Mathematics > Category Theory
[Submitted on 4 May 2018]
Title:Interacting Hopf Algebras: the theory of linear systems
View PDFAbstract:As first main contribution, this thesis characterises the PROP SVk of linear subspaces over a field k - an important domain of interpretation for circuit diagrams appearing in diverse research areas. We present by generators and equations the PROP IH of string diagrams whose free model is SVk. IH stands for interacting Hopf algebras: its equations arise by distributive laws between Hopf algebras, which we obtain using Lack's technique for composing PROPs. The significance of the result is two-fold. First, it offers a canonical diagrammatic syntax for linear algebra: linear maps, kernels, subspaces, etc... are all faithfully represented in the graphical language. Second, the equations of IH describe familiar algebraic structures - Hopf algebras and Frobenius algebras - which are at the heart of graphical formalisms as seemingly diverse as quantum circuits, signal flow graphs, simple electrical circuits and Petri nets.
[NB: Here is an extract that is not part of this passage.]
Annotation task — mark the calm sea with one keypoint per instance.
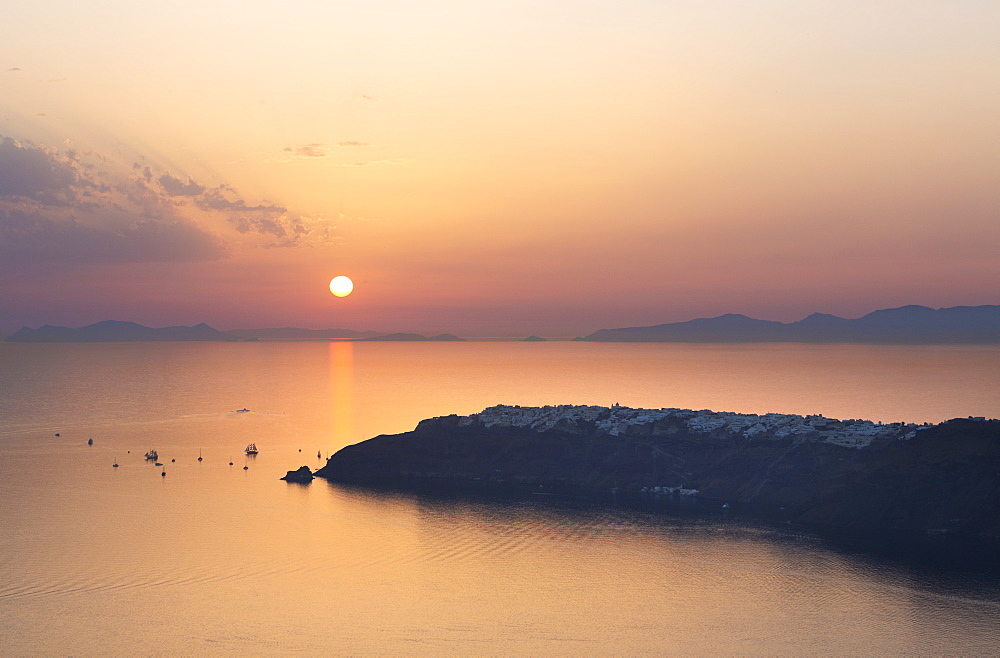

Our characterisation enlightens the provenance of these axioms and reveals their linear algebraic nature. Our second main contribution is an application of IH to the semantics of signal processing circuits. We develop a formal theory of signal flow graphs, featuring a diagrammatic circuit syntax, a structural operational semantics and a denotational semantics. We prove completeness of the equations of IH for denotational equivalence. Also, we study full abstraction: it turns out that the purely operational picture is too concrete - two denotationally equal graphs may exhibit different operational behaviour. We classify the ways in which this can occur and show that any graph can be realised - rewritten, using the equations of IH, into an executable form where the operational behaviour and the denotation coincide. This realisability theorem suggests a reflection about the role of causality in the semantics of signal flow graphs and, more generally, of computing devices.